When it comes to self-improvement, I have learned that it can be painful but that discomfort shouldn’t be looked at as a bad thing. Within that pain is a seed of hope.
The reason is simple. If you are pushing yourself to change in a positive way, you will have to go against the current systems and habits in your life.
These structures tend to assure life moves along consistently. It dictates how we react in various situations. It determines our general frame of mind. It creates the path forward for us.
This means that the reality around us is ultimately of our own doing. We are the ones controlling the most crucial structures. It isn’t some outside force alone working to drive our lives.
For some people this is difficult to accept. We go through life assuming that difficulties are the result of something external, not due to our own choices.
With this external focus we can easily blame others when things get tough. When we are in pain and we are suffering we can find a scapegoat and then play the victim.
But doing this has consequences. The biggest consequence is that it strips us of any real control. If it is someone else causing this state of being, then it is them who will determine future states of being.
In 12 Rules for Life: An Antidote to Chaos by Jordan B. Peterson, the author talks about this. He says, “The desire for vengeance, however justified, also bars the way to other productive thoughts. The American/English poet T. S. Elliot explained why, in his play The Cocktail Party. One of his characters is not having a good time of it. She speaks to a psychiatrist. She says she hopes that all her suffering is her own fault. The psychiatrist is taken aback. He asks why. She has thought long and hard about this, she says, and has come to the following conclusion: if it’s her fault, she might be able to do something about it. If it’s God’s fault, however – if reality itself is flawed, hell-bent on ensuring her misery – then she is doomed. She couldn’t change the structure of reality itself. But maybe she could change her own life.”
In other words, the character Elliot is describing has uncovered this principle about improvement. She has realized that if we always blame others (or reality/God, etc.) then we give away our control. We abandon our own responsibility, which is what it will take to move past the current hardships that we are facing.

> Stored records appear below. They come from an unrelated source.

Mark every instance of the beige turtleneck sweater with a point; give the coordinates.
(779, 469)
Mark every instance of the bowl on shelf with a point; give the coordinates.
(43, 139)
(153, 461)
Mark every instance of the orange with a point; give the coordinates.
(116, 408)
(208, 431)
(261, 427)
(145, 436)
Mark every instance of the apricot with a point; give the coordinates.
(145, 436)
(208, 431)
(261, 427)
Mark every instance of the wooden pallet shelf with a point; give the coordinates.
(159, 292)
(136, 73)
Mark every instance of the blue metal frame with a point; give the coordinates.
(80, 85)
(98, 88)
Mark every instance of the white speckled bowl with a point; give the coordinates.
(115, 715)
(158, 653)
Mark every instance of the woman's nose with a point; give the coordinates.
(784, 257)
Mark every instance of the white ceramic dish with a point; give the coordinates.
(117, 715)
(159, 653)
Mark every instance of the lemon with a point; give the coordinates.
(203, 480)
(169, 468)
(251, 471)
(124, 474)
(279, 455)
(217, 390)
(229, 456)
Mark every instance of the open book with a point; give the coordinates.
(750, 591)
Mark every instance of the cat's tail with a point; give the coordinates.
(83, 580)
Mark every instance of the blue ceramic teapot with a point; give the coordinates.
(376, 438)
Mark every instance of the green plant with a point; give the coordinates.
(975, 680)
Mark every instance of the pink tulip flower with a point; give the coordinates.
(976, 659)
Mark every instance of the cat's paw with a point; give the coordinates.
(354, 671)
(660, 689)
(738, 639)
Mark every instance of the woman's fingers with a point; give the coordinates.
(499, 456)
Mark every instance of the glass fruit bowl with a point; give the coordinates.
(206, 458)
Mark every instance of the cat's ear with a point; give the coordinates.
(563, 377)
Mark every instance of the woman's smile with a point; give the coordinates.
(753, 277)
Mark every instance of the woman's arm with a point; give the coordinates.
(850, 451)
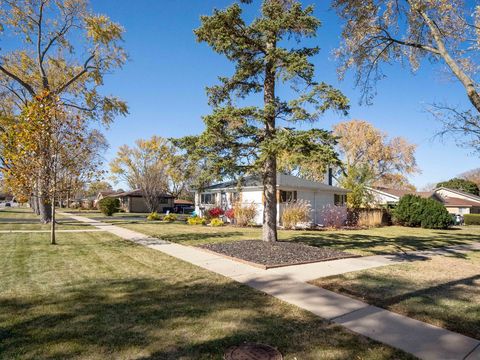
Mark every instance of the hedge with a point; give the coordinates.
(472, 219)
(415, 211)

Feeling uncomfortable during the improvement process is natural but we have to make sure we take it in stride. This might not feel good but it also gives us control. We are breaking apart the current structures in place and will need to have a bit of resolve as we do.

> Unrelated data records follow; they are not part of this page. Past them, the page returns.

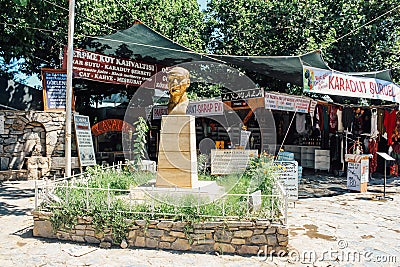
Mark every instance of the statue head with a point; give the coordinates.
(178, 81)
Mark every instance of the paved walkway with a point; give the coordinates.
(328, 227)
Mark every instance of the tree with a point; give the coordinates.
(38, 31)
(292, 27)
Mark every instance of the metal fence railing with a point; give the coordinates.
(161, 203)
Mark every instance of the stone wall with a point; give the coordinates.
(28, 131)
(233, 237)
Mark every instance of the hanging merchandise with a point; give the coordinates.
(347, 119)
(390, 124)
(339, 114)
(374, 122)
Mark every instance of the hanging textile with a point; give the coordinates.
(390, 124)
(347, 118)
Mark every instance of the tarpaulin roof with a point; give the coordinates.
(140, 42)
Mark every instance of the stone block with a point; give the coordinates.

The structures and systems in life tend to dislike change. They want things to be consistent, regardless of how good or bad that is. Therefore, when we see things aren’t going well and want to change, we will push against these systems and structures in order to change them.
It often feels like hitting a brick wall. The more we push the more the system pushes back. We have to learn how to get past the brick wall.
Most people push and push and ultimately turn away defeated. But if we explore other options we may just find another path that avoids the brick wall. Or we may realize that we can climb it or dig under it. But if we simply stick to the tactic of trying to push through it, we will likely continue to fail.
This is where the systems and habits approach to improvement is valuable. It provides ways to get past the brick wall. It usually involves starting so small and working consistently so that we build up our own positive systems and structures in life. We do this by reinforcing positive habits.
Over time we can create all new structures that will help us to grow and improve. We can finally understand the control we have over the reality of our life because we can have visual proof of our ability to change things for our own benefit. So when it is your fault that you are unhappy, realize the seed of hope that it provides knowing that means that you also have the ability to change and improve your situation.